In 1842, after the Opium Wars when the British fought the Chinese occupants of Hong Kong to allow the importation of opium from its colony in India, Hong Kong was under British rule. The war was precipitated because of the huge trade imbalance Britain had accumulated with China. China was selling Britain tea. Britain wasn’t selling China anything. Then came opium.

That’s the way it was from 1842 until 1997. That year, under agreement, Hong Kong attained a unique status called SAR—Special Administrative Region. It’s oversight passed to the Communist Chinese government of the People’s Republic, but in actuality it remained an entity onto itself. It was not beholden to the policies of the PRC, but there was pretty free flow of people across the border with many Mainland Chinese families immigrating to Hong Kong if they were fortunate. But even the citizens of the PRC can get here pretty easily on short-stay visas. And they do. To shop. That’s what the suitcases are for. What they buy. The prices all seem high to us, but I guess not so much for the people in Communist China and they do have a taste for luxury goods.

Fortunately, you don’t have to shop to enjoy Hong Kong.
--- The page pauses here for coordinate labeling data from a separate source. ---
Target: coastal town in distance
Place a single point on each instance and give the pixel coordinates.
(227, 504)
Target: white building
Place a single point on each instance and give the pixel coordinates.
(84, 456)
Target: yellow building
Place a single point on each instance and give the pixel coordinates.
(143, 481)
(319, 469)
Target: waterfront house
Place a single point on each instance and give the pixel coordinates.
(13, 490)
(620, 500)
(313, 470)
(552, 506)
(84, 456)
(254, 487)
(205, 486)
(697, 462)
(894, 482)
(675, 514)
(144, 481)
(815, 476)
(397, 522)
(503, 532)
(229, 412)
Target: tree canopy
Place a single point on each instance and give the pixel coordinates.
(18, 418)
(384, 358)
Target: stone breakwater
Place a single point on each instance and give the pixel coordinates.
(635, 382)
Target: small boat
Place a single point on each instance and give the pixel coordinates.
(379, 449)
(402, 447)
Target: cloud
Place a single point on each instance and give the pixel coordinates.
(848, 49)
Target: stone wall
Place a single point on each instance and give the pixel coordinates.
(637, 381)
It is a beautiful city with a magnificent harbor visible from the Kowloon peninsula side (attached to the Mainland) where we stayed as well as from Hong Kong Island, the oldest part of the city. There is also Lantau Island where the airport is located and all the land surrounding Kowloon called the New Territories plus hundreds of small islands. Many people have to live in the New Territories as the rents in Kowloon and Hong Kong Island have become prohibitive as many wealthy Chinese drive the real estate prices beyond the reach of the average citizen of Hong Kong.

That brings me back to the overriding lesson of our two trips to Asia. We heard it in Vietnam and Cambodia and now in Taiwan and Hong Kong. Beware of China. Their 1.4 billion people are welcomed in these spots because their tourism dollars are needed, but they are welcome on no other plane. Every place we go we hear complaints. They are loud. They are rude. They are entitled.
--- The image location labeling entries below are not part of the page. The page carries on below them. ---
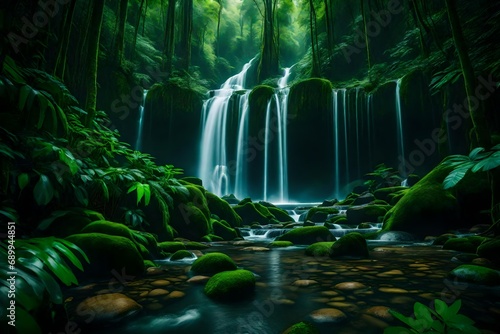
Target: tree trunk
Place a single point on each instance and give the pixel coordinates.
(169, 36)
(60, 66)
(480, 125)
(120, 36)
(93, 60)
This echoes what is happening in the U.S. as academic institutions put constraints on interactions with several lands in Asia primarily based on the fear of theft of intellectual property by agents of the Chinese government. There are now English proficiency tests for Chinese wishing to study in America. U.S. computers and cell phones are specially outfitted for use in the Far East by faculty traveling to China, in particular. There is a genuine sense that the region and the U.S. are engaged in a Cold War with Communist China and this has become a serious constraint on relations between the various countries here and back home when dealing with the PRC.
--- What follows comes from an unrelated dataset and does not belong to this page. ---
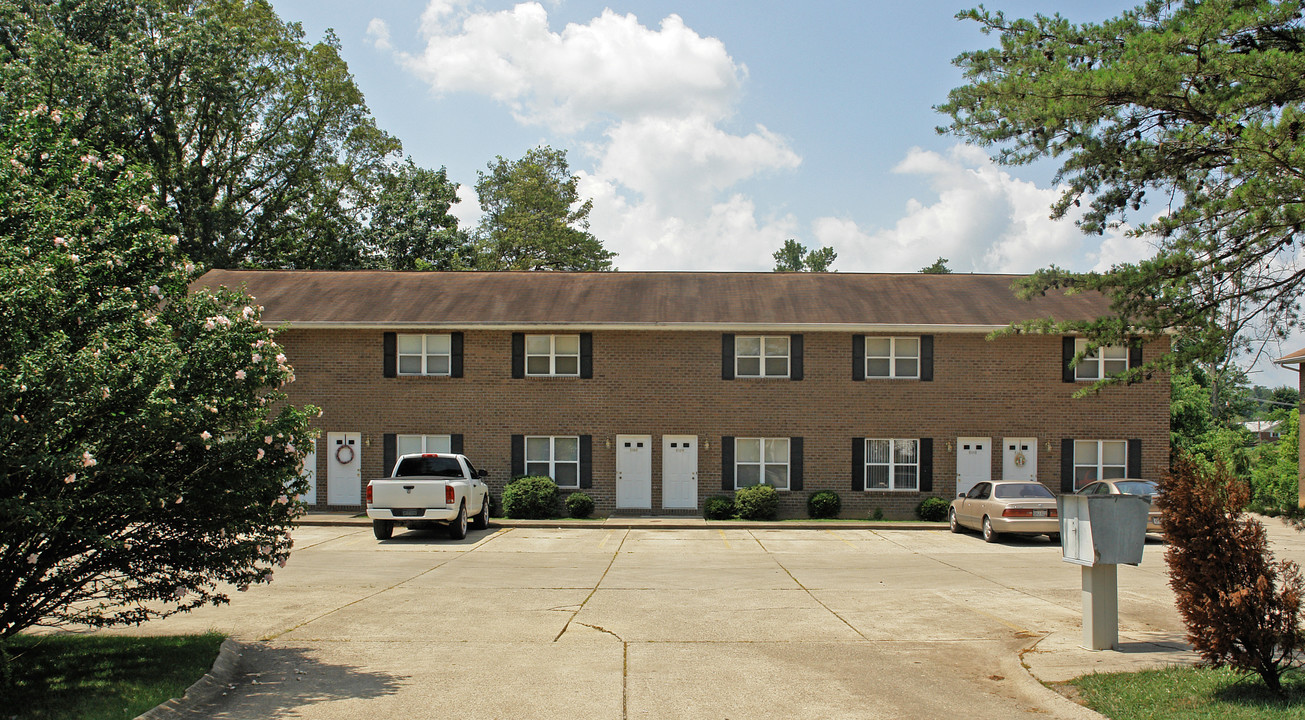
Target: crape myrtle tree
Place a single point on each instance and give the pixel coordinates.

I usually do not agree with Donald Trump on much, but he is right to sound the alarm with regard to the unfair trade practices of the Chinese. I am not sure I agree with English proficiency tests for those wishing to study in the U.S. What if France or Germany or Israel did that to us? I do understand the fear that has been placed in the hearts of people in Saigon, Taipei and Hong Kong when it comes to dealing with the Mainland Chinese. Let’s hope this can be worked out. We don’t need a trade war or any other kind of conflict between the Chinese and the rest of the world. These conflicts tend to turn out badly, for the invaders and for the Chinese.